Enfin, en octobre 1918, les Allemands réquisitionnèrent à nouveau le Collège pour y
rétablir l’hôpital de campagne qui devait leur servir lors des grandes offensives qu’ils
projetaient encore : les élèves et les professeurs durent évacuer les bâtiments. Mais ces
offensives n’eurent finalement pas lieu : le 11 novembre, l’Armistice était proclamé !
Le Cinélux (1954)
La grande salle voit ses espaces se redéfinir de manière radicale lors d’une grande
transformation en 1954. Les galeries du premier étage et les balcons latéraux disparaissent, tandis que les superstructures métalliques d’origine se retrouvent désormais dissimulées.
Le rez de chaussée est complètement isolé : les poutrelles métalliques de 1896 sont
habillées de matériaux destinés à occulter et insonoriser la salle pour y projeter des films.

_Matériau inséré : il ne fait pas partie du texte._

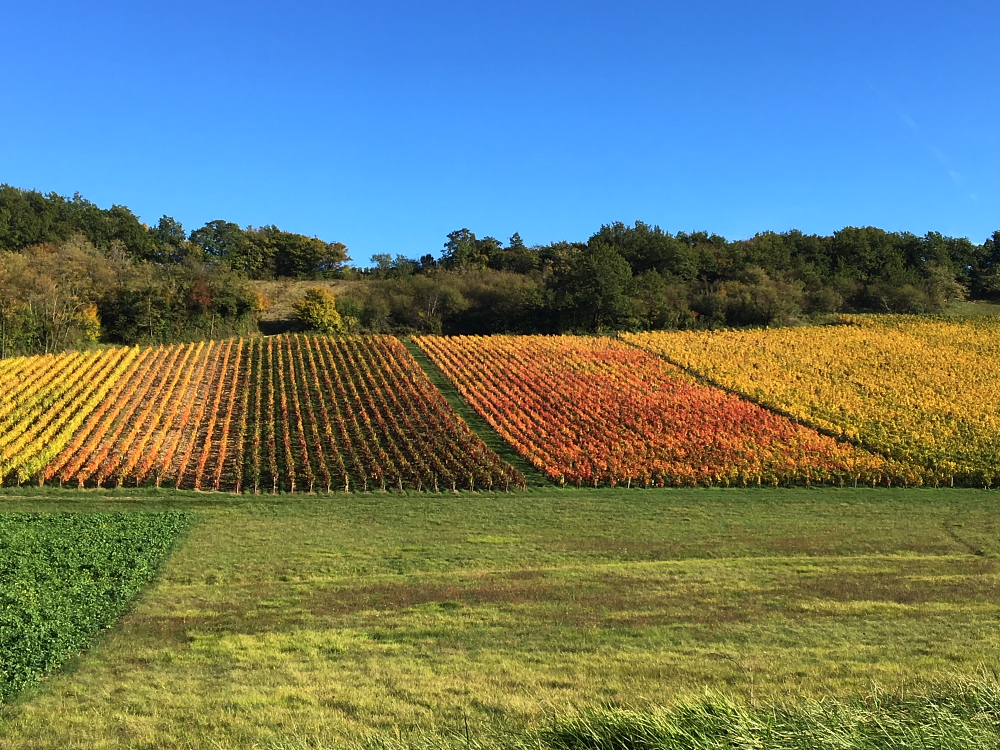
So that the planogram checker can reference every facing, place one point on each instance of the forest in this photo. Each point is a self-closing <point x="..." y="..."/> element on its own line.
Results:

Une moquette de couleur rouge est posée au sol, tandis que 662 sièges sont installés : il semble que ceux-ci aient en partie été financés par les parents des élèves internes du Collège, à qui la Direction avait promis d’organiser désormais des séances de cinéma. Une manière de les occuper intelligemment en soirée… mais surtout de les initier à ce « septième art ».
Les espaces latéraux à la grande salle sont transformés en locaux plus petits : vestiaire
et toilettes d’un coté, foyer de l’autre. Ces modifications permettent en outre la création de
locaux annexes, comme à l’étage la salle de dessin ou, de l’autre côté, les locaux qui
abriteront au deuxième les classes de 7e préparatoire, devenues ensuite un local de musique.
La grande salle prendra bientôt le nom de « Cinélux », avec l’objectif de toucher de
nouveaux publics. D’abord accessible aux élèves internes, qui pouvaient ainsi bénéficier de
séances de cinéma, la salle le fut rapidement aux autres élèves, puis à leurs familles et enfin au grand public.
Dans les années soixante, le Cinélux bénéficiera d’une véritable programmation
ouverte sur la Ville. Des séances familiales du week-end seront organisées, la télévision
n’étant pas encore dans tous les foyers. Il y aura aussi les « mercredis du cinéma », ciné-club organisé pour présenter des films d’avant-garde suivis d’un débat, souvent animé par des professeurs du Collège initiés au 7ème art, avec des invités extérieurs. Ces rendez-vous
devinrent un véritable « must », au point de faire salle comble.
Le Cinélux a perduré jusqu’aux années nonante, avec des séances les lundis, mardis et
mercredis soir. Les volumineuses bobines de films arrivaient le plus souvent de Bruxelles, par porteur, en train, dans de grandes valises, jusqu’à la gare des Guillemins… juste avant l’heure de la séance… Elles devaient être renvoyées à Bruxelles, par le même chemin et selon le même procédé.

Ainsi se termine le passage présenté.